La politique de confinement de l’Afrique du Sud en réponse à la pandémie a été l’une des plus longues au monde, puisqu’elle a duré du 23 mars 2020 au 20 mars 2022.

D’après M. Steenhuisen, la législation qui protège actuellement les propriétaires terriens contre les occupants illégaux n’est pas adéquate, et l’Alliance démocratique a présenté un projet de loi visant à renforcer la loi.

Elle prévoit des mesures punitives pour ceux qui incitent à des invasions orchestrées et illégales ou qui en font la promotion.

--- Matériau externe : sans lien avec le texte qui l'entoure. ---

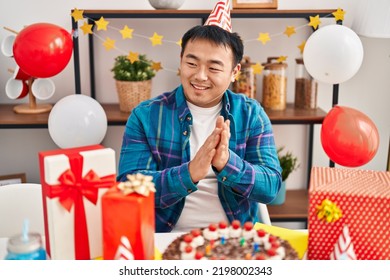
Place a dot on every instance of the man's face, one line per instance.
(206, 71)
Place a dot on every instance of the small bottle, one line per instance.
(246, 81)
(30, 247)
(305, 87)
(274, 85)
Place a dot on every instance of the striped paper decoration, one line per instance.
(220, 16)
(343, 249)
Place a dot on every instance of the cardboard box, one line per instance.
(73, 181)
(349, 212)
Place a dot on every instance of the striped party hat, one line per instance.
(220, 16)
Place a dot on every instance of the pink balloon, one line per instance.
(349, 137)
(43, 50)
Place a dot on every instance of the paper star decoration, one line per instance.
(156, 66)
(257, 68)
(237, 76)
(290, 30)
(127, 33)
(87, 28)
(302, 46)
(314, 21)
(281, 59)
(339, 14)
(109, 44)
(264, 38)
(133, 57)
(156, 39)
(102, 24)
(77, 14)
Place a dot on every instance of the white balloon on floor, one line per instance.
(333, 54)
(77, 120)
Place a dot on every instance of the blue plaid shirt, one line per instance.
(156, 143)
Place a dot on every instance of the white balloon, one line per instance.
(333, 54)
(77, 120)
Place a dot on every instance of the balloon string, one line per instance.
(25, 230)
(10, 30)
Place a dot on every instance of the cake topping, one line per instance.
(199, 255)
(188, 238)
(261, 233)
(196, 232)
(248, 226)
(236, 224)
(222, 225)
(212, 227)
(209, 244)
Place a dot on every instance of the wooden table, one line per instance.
(294, 209)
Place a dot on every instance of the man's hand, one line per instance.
(200, 165)
(221, 156)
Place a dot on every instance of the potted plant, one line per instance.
(133, 81)
(288, 163)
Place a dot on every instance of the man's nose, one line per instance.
(201, 74)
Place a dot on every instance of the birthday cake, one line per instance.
(229, 242)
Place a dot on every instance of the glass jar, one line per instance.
(29, 248)
(274, 85)
(305, 87)
(246, 80)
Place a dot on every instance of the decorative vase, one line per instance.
(130, 94)
(281, 197)
(166, 4)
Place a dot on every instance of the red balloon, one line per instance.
(43, 50)
(349, 137)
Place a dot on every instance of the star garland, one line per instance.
(156, 39)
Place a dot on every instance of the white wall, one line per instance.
(368, 91)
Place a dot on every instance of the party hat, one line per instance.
(220, 16)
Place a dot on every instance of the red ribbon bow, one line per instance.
(71, 191)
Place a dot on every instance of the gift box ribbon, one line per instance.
(71, 191)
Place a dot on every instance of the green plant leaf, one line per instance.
(140, 70)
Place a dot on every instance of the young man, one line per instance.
(210, 151)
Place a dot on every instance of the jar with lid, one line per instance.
(305, 87)
(30, 247)
(246, 80)
(274, 84)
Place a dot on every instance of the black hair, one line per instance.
(217, 35)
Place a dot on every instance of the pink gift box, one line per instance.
(349, 214)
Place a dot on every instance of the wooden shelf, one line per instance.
(294, 209)
(10, 119)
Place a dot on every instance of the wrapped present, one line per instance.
(73, 181)
(128, 214)
(349, 214)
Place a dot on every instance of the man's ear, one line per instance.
(236, 71)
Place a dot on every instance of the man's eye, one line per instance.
(191, 64)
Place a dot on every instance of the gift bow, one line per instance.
(71, 189)
(137, 183)
(88, 186)
(328, 211)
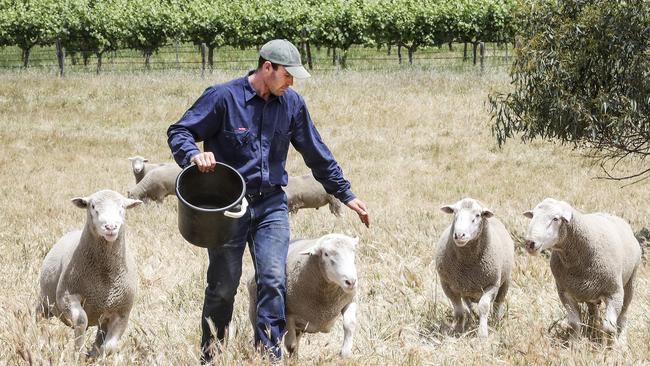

Les Red Ants, une équipe municipale chargée des expulsions, démolissent une structure érigée sur un terrain envahi à Bloemfontein, en Afrique du Sud, le 8 mars 2024. (Lihlumelo Toyana/AFP via Getty Images)
Les Red Ants, une équipe municipale chargée des expulsions, démolissent une structure érigée sur un terrain envahi à Bloemfontein, en Afrique du Sud, le 8 mars 2024. (Lihlumelo Toyana/AFP via Getty Images)

« Pour l’instant, ces personnes s’en tirent pratiquement à bon compte », a déclaré M. Steenhuisen.

De retour dans sa ferme près de Ballito, M. Thompson ne veut pas entendre parler de punition. Il veut parler de paix.

« Ils disent que les fils paieront pour les péchés des pères, mais il m’est difficile de voir quel péché mes aïeux ont commis alors que tout ce qu’ils voulaient faire était de construire une vie meilleure, de trouver la paix », a-t-il déclaré.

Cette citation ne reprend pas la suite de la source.